If this guy was so concerned about considering both sides, then why didn’t he do the same?

It’s also interesting to note that this man didn’t seem very well-versed and knowledgable regarding his own party information, either.

When I managed to mention the fact that Trump failed to condemn White supremacy in last night’s debate, the guy mentioned that he hadn’t been keeping up with politics and the news in general for the past several days. So the question is, how qualified is this man to even argue for his own side, let alone consider the opposing side?

Overall, it’s hard for me to say that Trump voters and/or supporters have to be bad people. Of course, there are Trump supporters– many, many Trump supporters– who are bad, horrible people (White supremacists and neo-Nazis, for one). But I’ve met people who are good, and seem to struggle with cognitive dissonance when it comes to Trump. For instance, many people who value human life and consider themselves pro-life vote for Trump in order to fulfill their moral consciousness of preventing what they perceive to be the murder of unborn children; but these same people are turning blind eyes to what’s happening in concentration camps under Trump’s administration. To what extent is this ignorance willful and to what extent is it not? Or it is completely willful?

As humans, no one is fully good and bad, but of course there are certain actions and characteristics that make a person a horrible person who deserves to go to Hell no matter what “good” things they may have done. No amount of good can ever compensate for any accomplishments of bigots and fascists who have innocent blood on their hands and are responsible for violence and discrimination that others face because of them. For instance, Aung San Suu Kyi is a horrible human being despite being previously awarded the Noble Peace Prize; she’s responsible for the Rohingya genocide and there is absolutely nothing, no amount of good deeds, that can outweigh her sins for the lives that she’s had taken and the people she’s had tortured.

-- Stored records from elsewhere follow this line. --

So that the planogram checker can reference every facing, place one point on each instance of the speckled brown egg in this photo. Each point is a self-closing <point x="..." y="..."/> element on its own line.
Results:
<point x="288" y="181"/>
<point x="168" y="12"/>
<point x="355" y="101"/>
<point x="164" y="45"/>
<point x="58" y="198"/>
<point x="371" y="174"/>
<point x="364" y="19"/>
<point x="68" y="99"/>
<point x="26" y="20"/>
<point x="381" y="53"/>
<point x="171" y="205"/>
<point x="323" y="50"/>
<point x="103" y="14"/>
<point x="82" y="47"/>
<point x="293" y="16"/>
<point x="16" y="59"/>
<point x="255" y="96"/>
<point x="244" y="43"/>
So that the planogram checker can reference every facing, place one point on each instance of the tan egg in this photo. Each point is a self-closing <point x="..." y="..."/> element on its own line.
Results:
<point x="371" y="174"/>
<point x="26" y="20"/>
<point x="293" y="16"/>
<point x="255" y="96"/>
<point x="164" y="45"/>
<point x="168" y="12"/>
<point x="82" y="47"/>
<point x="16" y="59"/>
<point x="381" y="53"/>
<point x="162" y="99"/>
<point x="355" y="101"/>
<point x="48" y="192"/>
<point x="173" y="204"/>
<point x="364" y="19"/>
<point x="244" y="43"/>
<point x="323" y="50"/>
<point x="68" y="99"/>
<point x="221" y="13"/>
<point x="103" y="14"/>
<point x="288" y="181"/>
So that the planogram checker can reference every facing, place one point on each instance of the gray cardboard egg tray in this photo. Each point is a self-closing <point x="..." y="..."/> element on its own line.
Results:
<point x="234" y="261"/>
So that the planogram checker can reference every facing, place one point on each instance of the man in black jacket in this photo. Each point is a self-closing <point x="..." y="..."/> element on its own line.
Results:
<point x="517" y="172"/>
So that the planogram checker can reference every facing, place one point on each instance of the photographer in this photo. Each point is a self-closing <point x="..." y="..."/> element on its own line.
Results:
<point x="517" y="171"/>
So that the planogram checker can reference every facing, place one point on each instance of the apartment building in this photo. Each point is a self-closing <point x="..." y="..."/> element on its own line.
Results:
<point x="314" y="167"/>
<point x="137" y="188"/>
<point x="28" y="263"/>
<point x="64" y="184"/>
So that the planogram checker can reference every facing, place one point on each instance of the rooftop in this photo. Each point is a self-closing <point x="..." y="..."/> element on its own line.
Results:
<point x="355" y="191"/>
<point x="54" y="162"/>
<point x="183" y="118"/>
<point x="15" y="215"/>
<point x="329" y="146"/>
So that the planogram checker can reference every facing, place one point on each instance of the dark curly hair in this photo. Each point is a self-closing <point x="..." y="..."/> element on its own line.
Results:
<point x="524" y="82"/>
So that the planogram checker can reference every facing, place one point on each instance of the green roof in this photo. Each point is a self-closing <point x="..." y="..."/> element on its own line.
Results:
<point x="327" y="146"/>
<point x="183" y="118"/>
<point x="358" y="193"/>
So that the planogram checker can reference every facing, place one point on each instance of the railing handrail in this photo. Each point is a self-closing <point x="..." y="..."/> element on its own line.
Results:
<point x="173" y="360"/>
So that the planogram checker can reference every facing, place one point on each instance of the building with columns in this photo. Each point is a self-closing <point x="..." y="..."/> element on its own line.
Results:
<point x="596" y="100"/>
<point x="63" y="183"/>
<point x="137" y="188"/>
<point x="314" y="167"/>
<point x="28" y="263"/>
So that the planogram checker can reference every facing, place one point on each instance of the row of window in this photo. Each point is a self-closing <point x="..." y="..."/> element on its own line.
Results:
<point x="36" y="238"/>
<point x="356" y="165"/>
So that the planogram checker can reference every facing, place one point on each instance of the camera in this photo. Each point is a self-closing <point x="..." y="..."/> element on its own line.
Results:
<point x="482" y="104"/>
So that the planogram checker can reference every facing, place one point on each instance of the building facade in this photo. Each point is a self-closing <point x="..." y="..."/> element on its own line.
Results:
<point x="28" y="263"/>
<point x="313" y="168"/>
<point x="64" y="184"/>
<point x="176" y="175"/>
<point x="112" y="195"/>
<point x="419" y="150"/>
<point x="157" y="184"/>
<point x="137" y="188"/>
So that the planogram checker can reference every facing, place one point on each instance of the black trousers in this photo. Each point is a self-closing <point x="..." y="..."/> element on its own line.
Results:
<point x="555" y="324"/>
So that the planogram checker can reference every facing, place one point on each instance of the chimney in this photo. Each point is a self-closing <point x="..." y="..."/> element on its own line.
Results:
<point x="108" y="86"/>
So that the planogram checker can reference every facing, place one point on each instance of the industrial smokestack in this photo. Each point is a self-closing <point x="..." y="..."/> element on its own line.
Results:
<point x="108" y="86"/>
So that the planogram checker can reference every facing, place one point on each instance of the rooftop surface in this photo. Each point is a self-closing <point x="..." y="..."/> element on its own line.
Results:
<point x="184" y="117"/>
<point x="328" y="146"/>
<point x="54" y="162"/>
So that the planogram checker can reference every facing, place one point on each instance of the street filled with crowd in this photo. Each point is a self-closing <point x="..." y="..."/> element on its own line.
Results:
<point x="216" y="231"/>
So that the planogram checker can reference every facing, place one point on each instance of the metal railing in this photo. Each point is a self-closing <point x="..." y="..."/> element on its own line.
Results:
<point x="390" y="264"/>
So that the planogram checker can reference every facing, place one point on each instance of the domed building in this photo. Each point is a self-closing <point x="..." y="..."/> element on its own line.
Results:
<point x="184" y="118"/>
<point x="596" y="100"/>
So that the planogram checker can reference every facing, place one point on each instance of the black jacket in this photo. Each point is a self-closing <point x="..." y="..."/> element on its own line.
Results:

I think that when it comes to people voting for Trump or thinking of voting for Trump, it comes down to a mix of understanding and knowledge and what someone consciously decides to do with the knowledge– do they choose to ignore it, or acknowledge, accept and justify it, or acknowledge and fight it when that knowledge is revealing of injustice, bigotry and fascism?

It comes down to people choosing to be good people. Does the wrong bother them enough, go against their morals and values enough (or at all)? Does the wrong make them uncomfortable, or does it make them complacent or even happy? If it doesn’t make them uncomfortable and concerned, then that is extremely telling of someone’s character.

The question is, for those who continue voting for Trump despite the discomfort– how could they?

Perhaps it’s because the discomfort of change (in political views and affiliations) and personal discomfort is more bothersome to them than is the promotion of racism, bigotry and fascism. Perhaps it’s because they genuinely don’t realize the damage being done, the extent of the danger affecting marginalized and targeted groups who are enthusiastically degraded and discriminated against; perhaps those who are proud conservative Republicans genuinely don’t realize the dangers of Trump and are voting with good intentions, but how good are those intentions when they are choosing to ignore the very real dangers? Perhaps it’s the desperation to be part of the inner circle and feel the bond and belonging that only Trump supporters feel with each other, the nationalism disguised as patriotism, is an effective motivator and reinforcer. Perhaps it’s several other reasons and excuses.

As for this Starbucks dude, I think that he wants to be a good person– he tried convincing us as such through his twenty minute lecture. But the thing is, is he more concerned with being a good person truly, or with others accepting him as one?

This question can be related to Trump himself, and politicians in general, too– are they really concerned about character or performance for the sake of power?

And an overall question to consider relevant across the Republican and Democratic spectrum is this: is bigotry a deal breaker or not, and what does that say about someone?

What else is at stake? And how does cognitive dissonance come into play, and what does that say?